Marie Vermillard demande : "La mort d’un homme pour ça ?"
Cette poursuite démente pour un homme qui court et n’a rien fait ?"
Marie Vermillard observe : "Ces deux policiers si convaincus sont les artisans zélés d’ordres terrifiants.
Quelque part en haut, dans la sphère politique, quelqu’un a déclaré une guerre impitoyable à ces hommes et ces femmes venus de loin pour essayer de vivre ici un peu mieux.
D’autres hommes prennent le relais, décident de stratégies policières, de mesures à prendre pour lancer la chasse à l’homme et l’exclusion du territoire.
Au bout de la chaîne, deux policiers courent sans savoir après qui, ni pourquoi, juste parce qu’un jeune homme court et qu’il est présumé sans papiers".
(Et à la fin : il crève - mais c’est qu’on a, au ministère de la mort, une statistique à tenir.
25.000 "clandestins", vois-tu : ça ne se rafle pas en un jour.)
Marie Vermillard conclut : "C’est insupportable, et nous le supportons".

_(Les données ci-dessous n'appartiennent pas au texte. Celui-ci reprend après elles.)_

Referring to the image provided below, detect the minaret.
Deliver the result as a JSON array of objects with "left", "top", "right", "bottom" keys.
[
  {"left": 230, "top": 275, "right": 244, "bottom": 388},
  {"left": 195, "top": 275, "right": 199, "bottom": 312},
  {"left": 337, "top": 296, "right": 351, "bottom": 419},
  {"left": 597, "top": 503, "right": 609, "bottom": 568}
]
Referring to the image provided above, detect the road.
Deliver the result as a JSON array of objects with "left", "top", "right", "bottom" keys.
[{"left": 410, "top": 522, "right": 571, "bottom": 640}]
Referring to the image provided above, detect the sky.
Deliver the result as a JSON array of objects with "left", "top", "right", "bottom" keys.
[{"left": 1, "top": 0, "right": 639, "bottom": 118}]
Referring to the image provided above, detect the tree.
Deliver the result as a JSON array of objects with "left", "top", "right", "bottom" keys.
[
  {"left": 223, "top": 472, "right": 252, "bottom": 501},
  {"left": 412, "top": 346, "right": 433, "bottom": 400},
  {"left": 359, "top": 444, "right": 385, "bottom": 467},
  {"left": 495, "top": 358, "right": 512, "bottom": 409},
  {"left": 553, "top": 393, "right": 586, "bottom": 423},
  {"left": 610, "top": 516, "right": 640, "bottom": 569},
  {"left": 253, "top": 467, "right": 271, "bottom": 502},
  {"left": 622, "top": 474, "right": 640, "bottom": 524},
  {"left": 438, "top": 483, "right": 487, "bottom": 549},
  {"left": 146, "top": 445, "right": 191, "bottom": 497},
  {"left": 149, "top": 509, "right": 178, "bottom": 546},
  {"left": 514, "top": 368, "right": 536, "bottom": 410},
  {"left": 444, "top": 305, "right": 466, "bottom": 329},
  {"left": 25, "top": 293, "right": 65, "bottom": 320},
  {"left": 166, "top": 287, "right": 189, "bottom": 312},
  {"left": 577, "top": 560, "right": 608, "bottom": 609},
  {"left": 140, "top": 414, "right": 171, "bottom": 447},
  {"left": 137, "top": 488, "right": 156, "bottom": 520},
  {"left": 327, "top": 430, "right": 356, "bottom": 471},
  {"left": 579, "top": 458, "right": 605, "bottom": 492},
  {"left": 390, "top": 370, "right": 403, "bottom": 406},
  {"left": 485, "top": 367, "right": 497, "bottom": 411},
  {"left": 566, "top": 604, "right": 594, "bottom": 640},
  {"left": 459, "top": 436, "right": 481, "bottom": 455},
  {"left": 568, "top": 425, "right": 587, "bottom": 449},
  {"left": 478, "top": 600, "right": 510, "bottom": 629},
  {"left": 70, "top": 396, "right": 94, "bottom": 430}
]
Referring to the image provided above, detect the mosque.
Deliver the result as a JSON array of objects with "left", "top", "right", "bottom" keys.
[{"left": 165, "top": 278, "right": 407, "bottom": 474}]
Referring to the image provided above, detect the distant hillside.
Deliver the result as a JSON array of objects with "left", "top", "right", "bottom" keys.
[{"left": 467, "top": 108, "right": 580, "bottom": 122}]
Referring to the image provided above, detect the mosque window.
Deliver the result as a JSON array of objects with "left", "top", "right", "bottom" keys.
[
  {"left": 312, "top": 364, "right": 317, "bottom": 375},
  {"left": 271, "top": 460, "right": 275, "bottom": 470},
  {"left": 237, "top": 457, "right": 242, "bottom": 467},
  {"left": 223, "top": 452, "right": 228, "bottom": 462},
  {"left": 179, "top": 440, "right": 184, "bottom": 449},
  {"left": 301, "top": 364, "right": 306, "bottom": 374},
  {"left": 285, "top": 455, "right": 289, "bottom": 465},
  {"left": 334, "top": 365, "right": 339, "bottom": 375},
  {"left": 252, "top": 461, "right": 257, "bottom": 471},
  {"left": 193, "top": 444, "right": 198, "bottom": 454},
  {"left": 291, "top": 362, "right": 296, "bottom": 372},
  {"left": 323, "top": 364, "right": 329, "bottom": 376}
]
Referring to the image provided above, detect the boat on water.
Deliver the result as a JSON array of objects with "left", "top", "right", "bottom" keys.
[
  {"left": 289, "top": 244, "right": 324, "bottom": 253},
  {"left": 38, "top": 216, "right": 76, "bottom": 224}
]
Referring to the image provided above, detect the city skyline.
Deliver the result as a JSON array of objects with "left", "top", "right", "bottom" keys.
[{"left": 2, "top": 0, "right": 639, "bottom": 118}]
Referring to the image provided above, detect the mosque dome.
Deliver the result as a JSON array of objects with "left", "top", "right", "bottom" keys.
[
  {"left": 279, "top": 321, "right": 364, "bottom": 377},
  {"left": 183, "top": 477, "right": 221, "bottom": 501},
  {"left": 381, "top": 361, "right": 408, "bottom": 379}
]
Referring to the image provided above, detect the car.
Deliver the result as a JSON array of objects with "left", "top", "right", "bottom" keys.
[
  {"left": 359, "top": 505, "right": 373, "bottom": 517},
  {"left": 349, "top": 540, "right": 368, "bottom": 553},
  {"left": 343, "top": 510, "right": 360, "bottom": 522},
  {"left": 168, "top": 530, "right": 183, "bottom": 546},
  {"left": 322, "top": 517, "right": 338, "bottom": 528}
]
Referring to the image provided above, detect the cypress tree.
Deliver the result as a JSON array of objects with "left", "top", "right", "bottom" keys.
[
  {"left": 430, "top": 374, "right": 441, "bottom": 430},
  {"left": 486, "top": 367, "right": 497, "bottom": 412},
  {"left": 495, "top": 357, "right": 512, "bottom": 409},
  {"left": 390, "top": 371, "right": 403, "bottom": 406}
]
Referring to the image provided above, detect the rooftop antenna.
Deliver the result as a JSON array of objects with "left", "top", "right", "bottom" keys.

Oh oui, nous le supportons.
Nous avons supporté que meure, en septembre : Chulan Zhan Lui, qui a préféré se défenestrer, plutôt que de tomber entre les mains des chasseurs de sans-papiers.
Nous avons supporté que meure, en février : John Maïna, qui a préféré se pendre, plutôt que de rester entre les mains des chasseurs de sans-papiers.
Nous venons de supporter que meure : Baba Traoré, qui a préféré se noyer, plutôt que de tomber entre les mains des chasseurs de sans-papiers.
Oh oui, putain, nous supportons le ministère de la mort (des sans-papiers).
Nous supportons le régime insane qui chasse des êtres humains au seul motif de leur(s) origine(s).
(Ca ne te rappelle rien ?)
Et naturellement, désormais : plus que l’ignominie des chasses du comte Sarkoff, c’est notre si longue patience, au fur et à mesure que meurent des fuyard(e)s, qui va devenir insupportable.